Most biopharma companies have started down the path of digital transformation – a fundamental overhaul of everything they do for the digital age.
It’s not clear yet that anyone has arrived at the desired destination.
Even so, there have been some early wins, generally related to operations, as the CEOs of both Novartis and Lilly have described. Arguably, the most significant R&D success has been the organizational alignment and focus afforded by accurate, up-to-date digital dashboards, reflecting, for example, the status of the COVID clinical trials that Pfizer was running, as discussed here.
Behind the scenes, many biopharma R&D organizations have been exceptionally busy trying to apply emerging digital and data technologies to improve every aspect of how impactful new medicines are discovered, developed, and delivered. This strategic focus – and my current job description – is an industry preoccupation.
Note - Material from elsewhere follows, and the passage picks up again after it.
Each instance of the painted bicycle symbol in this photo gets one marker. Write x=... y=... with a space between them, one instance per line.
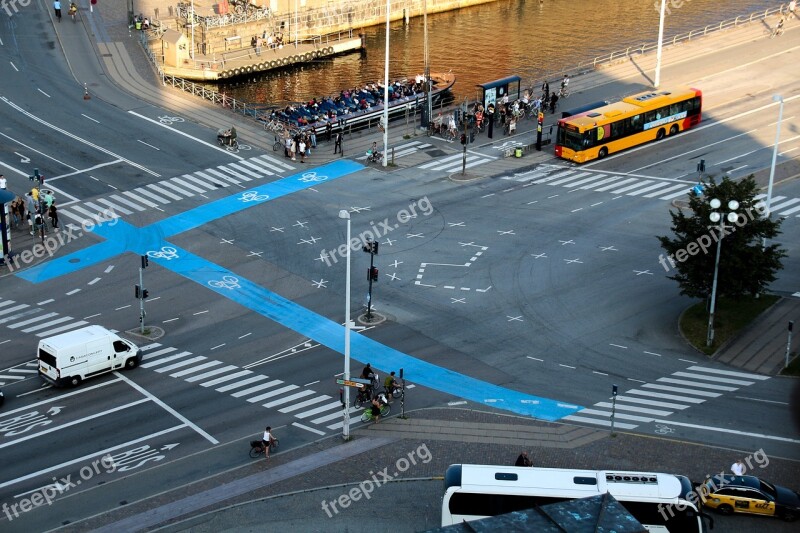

R&D represents such a vast opportunity space for emerging digital and data technologies that it can be difficult to keep track of all the activity across this expansive frontier. But a recent podcast delivers. A January 2023 episode of BIOS hosted by Chas Pulido and Chris Ghadban of Alix Ventures, and Brian Fiske of Mythic Therapeutics features Sanofi’s CSO and head of research, Frank Nestle. He provides a comprehensive, fairly representative introduction into the many ways biopharmas are approaching digital and data. He also shares insights into key underlying challenges (spoiler alert: data wrangling).
Nestle is a physician-scientist and immunologist by training; he has been with Sanofi since 2016, and in his current role for about two years.
Below, I discuss the key points Nestle makes about digital and data across R&D, and then offer additional perspective on these opportunities and challenges.
Vision: The Great Convergence
Nestle envisions that we’re heading towards a “great convergence between life sciences, engineering, and data science.” He adds that the “classical scientific foundations of physics, chemistry, and biology” have each “had their heyday.” Now, he says, “it’s data sciences and A.I.”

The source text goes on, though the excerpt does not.